Kid gloves may be in order
B of A Merrill brokers seem to be an especially cranky lot. Bank of America acquired the brokerage in 2008, and the next couple of years saw many leave, unable to accept the transition and finding the whole idea of account management fees particularly distasteful. When, back in 2011, management began suggesting the whole cross-selling concept, bellyaching ensued. It's obvious, though, that the program is working.
Interestingly, the change-up in BAML's managed account business isn't the problem. In fact, the new model joins together formerly disparate platforms, which should actually make things easier for advisors. The part the brokers resist is the new, sometimes overwhelming fee schedule.
Should B of A listen to its brokers' current concerns? I think it would be in the big bank's interest to do so. The brokers have a legitimate gripe, and it is their hard work that has put Merrill ahead of firms like Morgan Stanley (NYSE:MS), which aspires to a much lower 20% profit margin for its own wealth unit -- and has been having trouble attaining it.

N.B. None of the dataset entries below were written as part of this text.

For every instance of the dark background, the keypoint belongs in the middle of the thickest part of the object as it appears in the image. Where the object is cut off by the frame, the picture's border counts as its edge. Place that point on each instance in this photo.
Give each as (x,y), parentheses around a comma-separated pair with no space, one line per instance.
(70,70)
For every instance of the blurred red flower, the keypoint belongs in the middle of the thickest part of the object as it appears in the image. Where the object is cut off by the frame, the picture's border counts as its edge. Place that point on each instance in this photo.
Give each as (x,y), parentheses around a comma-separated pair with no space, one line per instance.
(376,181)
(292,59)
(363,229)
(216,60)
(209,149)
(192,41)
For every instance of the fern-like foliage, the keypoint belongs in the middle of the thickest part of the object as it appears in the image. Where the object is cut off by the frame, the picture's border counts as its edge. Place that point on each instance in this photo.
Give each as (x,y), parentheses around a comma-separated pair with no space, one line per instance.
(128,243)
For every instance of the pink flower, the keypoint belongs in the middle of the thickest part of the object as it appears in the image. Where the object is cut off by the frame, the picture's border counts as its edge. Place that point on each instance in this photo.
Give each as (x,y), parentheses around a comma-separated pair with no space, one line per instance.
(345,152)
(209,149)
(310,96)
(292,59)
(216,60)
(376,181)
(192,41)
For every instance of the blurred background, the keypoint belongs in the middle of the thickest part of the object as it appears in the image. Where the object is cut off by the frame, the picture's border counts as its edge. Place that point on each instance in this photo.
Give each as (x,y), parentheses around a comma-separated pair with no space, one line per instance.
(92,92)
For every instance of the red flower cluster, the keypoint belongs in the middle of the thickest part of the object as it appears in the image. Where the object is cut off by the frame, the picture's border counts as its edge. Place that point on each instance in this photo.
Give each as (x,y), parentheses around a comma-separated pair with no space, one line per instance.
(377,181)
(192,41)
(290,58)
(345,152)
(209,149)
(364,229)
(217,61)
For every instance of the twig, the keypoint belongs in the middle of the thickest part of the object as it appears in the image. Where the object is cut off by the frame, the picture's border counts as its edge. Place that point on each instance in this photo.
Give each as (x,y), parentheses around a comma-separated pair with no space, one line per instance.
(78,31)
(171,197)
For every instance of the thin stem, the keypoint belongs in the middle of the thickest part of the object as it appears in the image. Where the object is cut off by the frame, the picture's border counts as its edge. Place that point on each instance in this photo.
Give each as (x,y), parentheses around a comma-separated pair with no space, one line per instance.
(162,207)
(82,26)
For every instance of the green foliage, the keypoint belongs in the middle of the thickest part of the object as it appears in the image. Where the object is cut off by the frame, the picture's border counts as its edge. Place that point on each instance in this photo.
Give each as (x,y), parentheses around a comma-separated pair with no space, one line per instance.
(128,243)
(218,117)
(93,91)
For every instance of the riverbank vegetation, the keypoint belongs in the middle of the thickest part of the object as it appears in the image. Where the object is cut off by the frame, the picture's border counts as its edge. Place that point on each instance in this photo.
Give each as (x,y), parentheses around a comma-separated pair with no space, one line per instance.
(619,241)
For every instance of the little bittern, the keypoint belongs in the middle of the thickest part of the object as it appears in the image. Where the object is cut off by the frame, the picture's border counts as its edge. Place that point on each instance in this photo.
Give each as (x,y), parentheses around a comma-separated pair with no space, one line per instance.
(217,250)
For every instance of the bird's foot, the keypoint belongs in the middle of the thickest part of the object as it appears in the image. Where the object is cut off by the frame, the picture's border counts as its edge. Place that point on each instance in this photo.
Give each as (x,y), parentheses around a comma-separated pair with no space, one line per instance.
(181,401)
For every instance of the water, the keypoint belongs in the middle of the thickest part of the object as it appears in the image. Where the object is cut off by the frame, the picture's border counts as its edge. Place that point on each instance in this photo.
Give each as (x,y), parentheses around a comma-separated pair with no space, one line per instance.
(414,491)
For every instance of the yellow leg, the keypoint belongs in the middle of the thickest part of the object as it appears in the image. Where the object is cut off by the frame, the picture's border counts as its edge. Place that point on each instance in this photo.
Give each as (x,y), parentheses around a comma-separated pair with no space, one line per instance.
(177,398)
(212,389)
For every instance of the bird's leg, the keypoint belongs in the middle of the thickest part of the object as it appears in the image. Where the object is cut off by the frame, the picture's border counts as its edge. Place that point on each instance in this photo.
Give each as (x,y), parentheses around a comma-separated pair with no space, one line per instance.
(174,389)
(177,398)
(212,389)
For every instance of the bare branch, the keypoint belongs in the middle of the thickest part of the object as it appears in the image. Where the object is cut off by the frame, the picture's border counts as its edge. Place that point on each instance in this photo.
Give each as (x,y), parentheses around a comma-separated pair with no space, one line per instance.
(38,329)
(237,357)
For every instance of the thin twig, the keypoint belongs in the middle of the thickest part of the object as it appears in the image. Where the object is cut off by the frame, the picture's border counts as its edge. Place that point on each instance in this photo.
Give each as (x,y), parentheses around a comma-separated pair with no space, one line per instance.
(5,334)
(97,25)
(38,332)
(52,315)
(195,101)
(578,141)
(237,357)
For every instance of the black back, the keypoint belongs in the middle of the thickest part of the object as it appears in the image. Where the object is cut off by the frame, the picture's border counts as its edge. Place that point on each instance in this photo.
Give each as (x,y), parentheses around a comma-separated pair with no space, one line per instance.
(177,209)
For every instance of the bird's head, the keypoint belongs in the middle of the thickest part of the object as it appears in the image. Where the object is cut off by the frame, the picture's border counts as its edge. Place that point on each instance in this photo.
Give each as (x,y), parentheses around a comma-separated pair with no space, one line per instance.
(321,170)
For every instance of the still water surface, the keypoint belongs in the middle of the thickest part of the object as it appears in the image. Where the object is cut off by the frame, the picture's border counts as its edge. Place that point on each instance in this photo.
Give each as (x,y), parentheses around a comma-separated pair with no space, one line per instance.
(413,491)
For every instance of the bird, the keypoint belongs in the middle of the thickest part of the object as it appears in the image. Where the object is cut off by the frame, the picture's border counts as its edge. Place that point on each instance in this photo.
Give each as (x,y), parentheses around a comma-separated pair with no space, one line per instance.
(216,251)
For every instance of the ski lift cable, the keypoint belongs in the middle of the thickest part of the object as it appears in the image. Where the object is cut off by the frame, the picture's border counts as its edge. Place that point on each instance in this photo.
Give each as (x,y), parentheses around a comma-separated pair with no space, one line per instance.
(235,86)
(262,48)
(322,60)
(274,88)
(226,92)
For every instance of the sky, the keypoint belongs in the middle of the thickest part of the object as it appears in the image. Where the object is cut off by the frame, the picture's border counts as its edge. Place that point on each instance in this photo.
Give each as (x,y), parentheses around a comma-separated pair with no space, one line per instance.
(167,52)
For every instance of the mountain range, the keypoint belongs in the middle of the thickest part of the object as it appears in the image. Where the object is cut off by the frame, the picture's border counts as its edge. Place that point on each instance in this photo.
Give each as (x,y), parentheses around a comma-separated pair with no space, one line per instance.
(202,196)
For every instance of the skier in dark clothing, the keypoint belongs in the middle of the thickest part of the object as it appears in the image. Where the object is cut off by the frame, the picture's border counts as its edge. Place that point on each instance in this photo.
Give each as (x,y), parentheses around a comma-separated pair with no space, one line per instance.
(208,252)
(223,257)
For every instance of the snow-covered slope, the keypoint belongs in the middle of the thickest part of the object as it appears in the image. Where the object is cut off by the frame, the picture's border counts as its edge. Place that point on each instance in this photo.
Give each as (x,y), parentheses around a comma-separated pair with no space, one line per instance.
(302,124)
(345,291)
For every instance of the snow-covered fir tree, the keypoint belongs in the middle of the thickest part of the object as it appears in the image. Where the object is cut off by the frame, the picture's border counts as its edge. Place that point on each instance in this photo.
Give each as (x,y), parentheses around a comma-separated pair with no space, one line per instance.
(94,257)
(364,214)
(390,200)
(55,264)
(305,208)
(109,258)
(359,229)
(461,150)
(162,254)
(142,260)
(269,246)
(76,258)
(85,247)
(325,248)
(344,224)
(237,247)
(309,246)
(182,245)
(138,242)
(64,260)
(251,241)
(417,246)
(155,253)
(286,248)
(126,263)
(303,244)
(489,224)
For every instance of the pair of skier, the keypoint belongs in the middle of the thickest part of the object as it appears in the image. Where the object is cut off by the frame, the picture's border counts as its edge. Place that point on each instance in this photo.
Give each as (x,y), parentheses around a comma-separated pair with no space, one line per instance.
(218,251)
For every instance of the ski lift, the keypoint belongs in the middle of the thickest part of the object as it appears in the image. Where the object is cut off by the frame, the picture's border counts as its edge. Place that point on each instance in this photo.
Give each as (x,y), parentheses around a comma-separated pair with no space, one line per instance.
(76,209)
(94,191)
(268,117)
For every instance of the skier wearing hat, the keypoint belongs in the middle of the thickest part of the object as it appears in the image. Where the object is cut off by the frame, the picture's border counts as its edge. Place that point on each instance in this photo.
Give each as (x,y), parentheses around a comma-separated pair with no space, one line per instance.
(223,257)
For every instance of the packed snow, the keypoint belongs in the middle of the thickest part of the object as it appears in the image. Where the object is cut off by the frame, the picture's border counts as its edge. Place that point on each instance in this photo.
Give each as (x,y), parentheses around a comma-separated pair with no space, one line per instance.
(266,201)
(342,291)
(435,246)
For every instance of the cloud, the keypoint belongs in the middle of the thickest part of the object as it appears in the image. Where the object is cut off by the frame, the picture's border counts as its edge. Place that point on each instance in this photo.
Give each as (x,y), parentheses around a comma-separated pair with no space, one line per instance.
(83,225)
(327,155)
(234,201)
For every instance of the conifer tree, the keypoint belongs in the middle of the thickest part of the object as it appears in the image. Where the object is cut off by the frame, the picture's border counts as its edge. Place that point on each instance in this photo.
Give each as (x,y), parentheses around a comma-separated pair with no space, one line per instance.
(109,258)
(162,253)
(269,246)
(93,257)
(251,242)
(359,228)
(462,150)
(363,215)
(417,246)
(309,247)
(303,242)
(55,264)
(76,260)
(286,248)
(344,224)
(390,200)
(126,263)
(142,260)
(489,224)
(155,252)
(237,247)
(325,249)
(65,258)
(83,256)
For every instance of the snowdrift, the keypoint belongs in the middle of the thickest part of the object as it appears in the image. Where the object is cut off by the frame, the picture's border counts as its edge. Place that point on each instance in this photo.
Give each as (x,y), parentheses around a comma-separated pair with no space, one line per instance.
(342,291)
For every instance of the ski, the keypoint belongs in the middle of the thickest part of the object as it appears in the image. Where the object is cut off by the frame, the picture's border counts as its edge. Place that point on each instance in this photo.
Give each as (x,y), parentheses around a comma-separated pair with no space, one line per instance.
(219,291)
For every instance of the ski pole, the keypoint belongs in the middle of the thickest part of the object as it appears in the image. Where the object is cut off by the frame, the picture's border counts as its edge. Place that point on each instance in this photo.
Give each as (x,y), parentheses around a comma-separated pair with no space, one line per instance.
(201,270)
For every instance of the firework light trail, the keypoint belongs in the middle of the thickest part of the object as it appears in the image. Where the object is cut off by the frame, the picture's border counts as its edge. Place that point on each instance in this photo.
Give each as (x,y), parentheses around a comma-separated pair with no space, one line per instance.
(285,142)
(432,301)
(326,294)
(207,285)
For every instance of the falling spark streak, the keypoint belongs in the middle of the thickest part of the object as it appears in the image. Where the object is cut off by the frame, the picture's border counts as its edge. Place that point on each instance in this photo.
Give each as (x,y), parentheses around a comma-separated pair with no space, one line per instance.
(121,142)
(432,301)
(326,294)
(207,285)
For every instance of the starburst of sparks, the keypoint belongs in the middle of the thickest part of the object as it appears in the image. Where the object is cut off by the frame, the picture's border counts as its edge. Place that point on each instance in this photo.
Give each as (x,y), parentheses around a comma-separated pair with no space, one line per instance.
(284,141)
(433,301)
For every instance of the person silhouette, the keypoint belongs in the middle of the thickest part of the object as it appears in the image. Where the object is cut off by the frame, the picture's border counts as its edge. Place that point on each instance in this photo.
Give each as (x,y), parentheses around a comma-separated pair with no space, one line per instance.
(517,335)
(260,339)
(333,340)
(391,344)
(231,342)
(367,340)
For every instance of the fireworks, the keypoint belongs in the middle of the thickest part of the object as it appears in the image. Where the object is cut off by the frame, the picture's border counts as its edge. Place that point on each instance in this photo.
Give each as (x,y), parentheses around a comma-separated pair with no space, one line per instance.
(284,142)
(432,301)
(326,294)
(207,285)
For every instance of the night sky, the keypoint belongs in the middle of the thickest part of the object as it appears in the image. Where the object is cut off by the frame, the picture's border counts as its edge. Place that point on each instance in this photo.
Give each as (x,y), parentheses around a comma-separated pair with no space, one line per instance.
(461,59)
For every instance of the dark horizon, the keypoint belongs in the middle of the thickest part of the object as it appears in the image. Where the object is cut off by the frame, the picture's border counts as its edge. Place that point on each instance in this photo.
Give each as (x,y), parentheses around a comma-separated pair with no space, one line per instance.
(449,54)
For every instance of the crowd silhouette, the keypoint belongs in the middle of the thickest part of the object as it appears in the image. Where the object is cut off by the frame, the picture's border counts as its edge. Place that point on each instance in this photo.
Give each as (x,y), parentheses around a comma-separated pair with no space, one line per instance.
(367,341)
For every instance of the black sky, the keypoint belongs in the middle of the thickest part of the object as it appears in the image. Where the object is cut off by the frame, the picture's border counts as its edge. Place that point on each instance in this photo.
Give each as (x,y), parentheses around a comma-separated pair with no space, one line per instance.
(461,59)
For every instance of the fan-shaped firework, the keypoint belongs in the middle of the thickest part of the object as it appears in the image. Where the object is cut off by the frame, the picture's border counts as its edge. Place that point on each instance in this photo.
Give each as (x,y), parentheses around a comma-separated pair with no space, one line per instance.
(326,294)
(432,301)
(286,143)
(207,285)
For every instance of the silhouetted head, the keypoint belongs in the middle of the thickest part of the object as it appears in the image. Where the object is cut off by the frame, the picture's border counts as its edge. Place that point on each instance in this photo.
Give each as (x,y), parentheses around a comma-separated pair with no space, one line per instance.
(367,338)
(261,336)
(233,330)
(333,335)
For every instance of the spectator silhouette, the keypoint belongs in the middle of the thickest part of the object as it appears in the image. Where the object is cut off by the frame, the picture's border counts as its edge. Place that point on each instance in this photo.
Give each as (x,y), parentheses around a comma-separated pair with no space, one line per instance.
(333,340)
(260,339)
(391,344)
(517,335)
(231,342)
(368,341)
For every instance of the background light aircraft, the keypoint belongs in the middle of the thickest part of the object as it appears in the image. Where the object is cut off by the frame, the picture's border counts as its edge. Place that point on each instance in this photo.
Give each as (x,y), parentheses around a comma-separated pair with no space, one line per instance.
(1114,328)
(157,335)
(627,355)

Likewise, Bank of America could certainly make some positive changes to its terrible customer service -- which it should do anyway -- thereby alleviating some of the angst its Merrill advisors feel about sending wealth clients over to the retail side.
There's no doubt B of A wants to make this work. It is expanding BAML's reach, recently adding an expert team of cross-sellers from Wells Fargo (NYSE:WFC) to its offices in Wisconsin. Wells, of course, has a stellar reputation for being tops in cross-selling, so B of A has certainly gone to the right source to learn the ropes.
As they say, you get more bees with honey than with vinegar. That's a lesson Bank of America needs to learn on many levels, and it would be smart to start practicing with its own profit-generating wealth-advisement team.